The Public Health Agency of Canada said that workers who are essential for the movement of goods and people, such as truck drivers, railroaders, flight crews and mariners, will still be allowed to cross into Canada without having to self-isolate after arrival. “These workers are asked to closely self-monitor, and self-isolate immediately should they exhibit any symptoms. It is recommended that employers in these sectors conduct active daily monitoring of their staff for COVID-19 symptoms,” the Canadian government said.
The Canada Border Services Agency will allow a new grace period “to submit accounting declarations for imported goods released on minimum documentation,” the CBSA said in a notice. Due to the COVID-19 pandemic “the CBSA has decided to provide for a 45 business days grace period for late accounting penalties,” it said. “Clients will not have to submit an application to have late accounting penalties waived. This applies to transactions released from March 11, 2020, to May 14, 2020, inclusively.”
The Canada Border Services Agency will now allow 120 days to submit corrections “following a CBSA trade compliance verification where errors were found,” the CBSA said in a customs notice.
Indonesia plans to introduce a series of import and tax measures to help companies impacted by the coronavirus pandemic, according to a March 19 report from the Hong Kong Trade Development Council. The measures, which take effect April 1, will allow certain companies to postpone payments of import duties for six months and will exempt all import duties for six months for 19 “selected” manufacturing sectors, the report said. Indonesia will also streamline its value-added tax refund procedure for exports and provide “expedited” export-import processing for traders “deemed to be in good standing.” The country also plans to relax import licensing rules for steel and certain food items, including sugar, flour and salt.
China is lowering transportation costs for importers and exporters in an effort to urge companies to resume production, according to a March 19 government notice and a March 16 report from Xinhua, China’s state-run news agency. China said it will waive “port construction fees” levied on traders from March 1 through June 30 and will offer refunds to companies that have already paid fees. In addition, certain companies will “see their oil pollution damage compensation halved” during that period.

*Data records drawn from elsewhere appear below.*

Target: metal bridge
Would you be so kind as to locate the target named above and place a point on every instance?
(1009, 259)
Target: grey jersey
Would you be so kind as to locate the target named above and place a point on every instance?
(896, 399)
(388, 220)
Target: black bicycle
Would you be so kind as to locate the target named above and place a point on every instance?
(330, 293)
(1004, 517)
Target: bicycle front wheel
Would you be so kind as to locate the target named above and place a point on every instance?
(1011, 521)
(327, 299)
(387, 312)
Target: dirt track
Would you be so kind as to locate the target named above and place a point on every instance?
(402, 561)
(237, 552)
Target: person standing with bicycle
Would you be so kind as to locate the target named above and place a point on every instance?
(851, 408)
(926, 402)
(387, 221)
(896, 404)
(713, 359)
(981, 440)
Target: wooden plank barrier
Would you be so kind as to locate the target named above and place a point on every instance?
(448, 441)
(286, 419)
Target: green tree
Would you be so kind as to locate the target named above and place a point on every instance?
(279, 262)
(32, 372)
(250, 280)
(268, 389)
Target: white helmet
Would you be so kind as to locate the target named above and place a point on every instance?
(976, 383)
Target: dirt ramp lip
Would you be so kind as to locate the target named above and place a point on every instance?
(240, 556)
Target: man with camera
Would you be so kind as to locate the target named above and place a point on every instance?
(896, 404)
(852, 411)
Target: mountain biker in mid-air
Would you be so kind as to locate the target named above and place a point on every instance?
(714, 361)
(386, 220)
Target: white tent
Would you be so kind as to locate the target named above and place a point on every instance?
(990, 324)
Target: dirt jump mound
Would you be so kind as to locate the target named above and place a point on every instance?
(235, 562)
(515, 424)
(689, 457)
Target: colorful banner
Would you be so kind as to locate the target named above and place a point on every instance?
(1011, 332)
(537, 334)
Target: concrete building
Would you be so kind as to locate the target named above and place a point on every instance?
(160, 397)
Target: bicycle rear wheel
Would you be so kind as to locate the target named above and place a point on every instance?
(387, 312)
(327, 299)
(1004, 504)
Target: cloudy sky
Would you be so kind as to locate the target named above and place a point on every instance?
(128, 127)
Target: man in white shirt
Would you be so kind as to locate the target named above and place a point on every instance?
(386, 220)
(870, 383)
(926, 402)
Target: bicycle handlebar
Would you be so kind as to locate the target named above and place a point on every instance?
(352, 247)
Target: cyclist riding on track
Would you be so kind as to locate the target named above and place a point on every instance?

Industry should expect delays in licensing processing and commodity jurisdiction requests due to reduced staffing amid the COVID-19 outbreak, the Directorate of Defense Trade Controls said March 19. The DDTC is also urging industry to submit disclosures through email to DTCC-CaseStatus@state.gov. All “email material” should be submitted on company letterhead in a PDF format. DDTC is not requiring duplicate hard copies but will accept physical mail if a disclosure cannot be submitted through email.
The language of the U.S.-Mexico-Canada Agreement says that in order for the treaty to take effect on June 1 -- as U.S. officials have told Congress they want -- the countries would have to agree that they're ready 12 days from now. Kenneth Smith Ramos, a former top negotiator of the NAFTA rewrite, said the three countries cannot say they've completed their internal procedures by then. “#NotHappening,” he wrote in English at the end of a tweet in Spanish.
The Treasury’s Office of Foreign Assets Control sanctioned five United Arab Emirates companies for buying Iranian oil, Treasury said in a March 19 press release. The companies bought “hundreds of thousands” of metric tons of petroleum products from the National Iranian Oil Company, which was sanctioned by OFAC in 2008. The companies include Petro Grand FZE, Alphabet International DMCC, Swissol Trade DMCC, Alam Althrwa General Trading LLC and Alwaneo LLC Co.
Agricultural exporters and shippers are losing “hundreds of millions of dollars” due to shipping uncertainty and cargo detention penalties caused by the response to the coronavirus pandemic, said Peter Friedmann, executive director of the Agriculture Transportation Coalition. Friedmann was critical of the Federal Maritime Commission, which has yet to finalize a proposed rule issued last year that would provide guidance about how the FMC assesses the fairness of demurrage and detention practices. The rule’s public comment period ended in October.
As more local shelter-in-place orders are issued in response to the COVID-19 pandemic, brokers and forwarders should examine each order to determine whether their services are exempt, the National Customs Brokers & Forwarders Association of America said in an email. “However, based upon the Order to Shelter in Place issued by the Public Health Officer of Alameda County, California two days ago, it would seem that the activities of forwarders and customs brokers would fall within the exemption provided, as those activities are essential to keep goods moving in commerce,” it said. Exempted services include “shipping services, companies that supply other essential businesses with supplies necessary to operate or that ship goods or services to residences, and companies that are engaged in public transportation,” it said.